Fatigue does not appear to be the issue.
Over the course of the last six PL matches Spurs have made significantly more high-intensity sprints than they did during a run of six wins, two draws and one defeat between August and late October.
Throughout this recent poor run they have also covered more distance per match.
And that increase in application is reflected in their defensive stats. Spurs have made extra tackles, interceptions and ball recoveries during a string of largely disappointing results. There has been no downturn in effort or aggression.
So, what has gone wrong for a team that were flying high not so long ago?

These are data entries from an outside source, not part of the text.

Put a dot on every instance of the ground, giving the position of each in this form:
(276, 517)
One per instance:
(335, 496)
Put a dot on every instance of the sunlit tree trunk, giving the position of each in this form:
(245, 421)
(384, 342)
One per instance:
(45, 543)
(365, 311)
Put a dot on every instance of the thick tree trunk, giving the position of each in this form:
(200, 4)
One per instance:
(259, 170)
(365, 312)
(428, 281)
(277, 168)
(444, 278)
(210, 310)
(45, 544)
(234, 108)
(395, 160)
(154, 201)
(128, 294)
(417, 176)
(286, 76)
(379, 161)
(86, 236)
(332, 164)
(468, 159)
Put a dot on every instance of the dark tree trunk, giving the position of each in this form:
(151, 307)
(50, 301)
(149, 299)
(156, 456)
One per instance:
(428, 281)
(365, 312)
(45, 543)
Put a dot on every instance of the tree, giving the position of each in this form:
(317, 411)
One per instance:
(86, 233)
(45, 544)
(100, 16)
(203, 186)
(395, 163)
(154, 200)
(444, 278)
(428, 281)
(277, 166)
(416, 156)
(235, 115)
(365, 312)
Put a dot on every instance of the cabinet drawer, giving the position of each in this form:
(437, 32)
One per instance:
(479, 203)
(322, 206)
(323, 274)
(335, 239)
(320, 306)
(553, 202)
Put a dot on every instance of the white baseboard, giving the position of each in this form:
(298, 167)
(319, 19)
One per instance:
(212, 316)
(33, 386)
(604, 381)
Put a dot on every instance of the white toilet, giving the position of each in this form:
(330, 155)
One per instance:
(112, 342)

Defensively, they have made a series of previously uncharacteristic errors.
Davinson Sanchez has also endured a difficult period.
The Colombian was outmuscled by Salomon Rondon for West Bromwich Albion’s opener in the 1-1 draw at Wembley Stadium. At King Power Stadium he failed to track Jamie Vardy for Leicester City’s first goal, before reacting too slowly to block Riyad Mahrez’s winner.
At Watford, Sanchez also misjudged the angle of his approach towards Richarlison, a mistake that prompted his high arm that led to his second-half dismissal.
The absence of Toby Alderweireld has not helped, but Pochettino’s tinkering with his defence may also have been a factor.
Across the last six PL matches Spurs have started with four different combinations in the centre of their defence, with a couple of mid-match alterations also thrown in by the manager for good measure.
When Spurs had a settled back three with Sanchez playing between Jan Vertonghen and Alderweireld, they picked up four wins and a draw, conceding just three goals. That unit appears to be their best.
The goals have also dried up in recent weeks for Spurs. Their average of more than 2.5 a match for the opening nine fixtures has dipped to just 0.66 per match since.
Their shot-conversion rate has slumped alarmingly from 11.5% to 4.4% across that period, too.
|Shots in box/match||10.3||7.7|
|Shots outside box/match||8.2||7.3|
Their star striker is making more sprints per match now than earlier in the campaign, but, tellingly, fewer gilt-edged opportunities are falling his way.
Kane’s average shots per 90 have dropped from 6.46 to 4.91 since the win over Liverpool on 22 October.
Spurs have found it more difficult to break down opponents of late, especially those who sit deep and put men behind the ball.
In matches at Wembley Stadium this issue has yet to be resolved.
They scored four times against an attack-minded Liverpool side but in the other six home matches they have produced just five goals.
To take all three points off Stoke this weekend Pochettino will hope his players avoid a repeat of recent defensive errors and that his attack can rediscover its creativity of earlier in the season.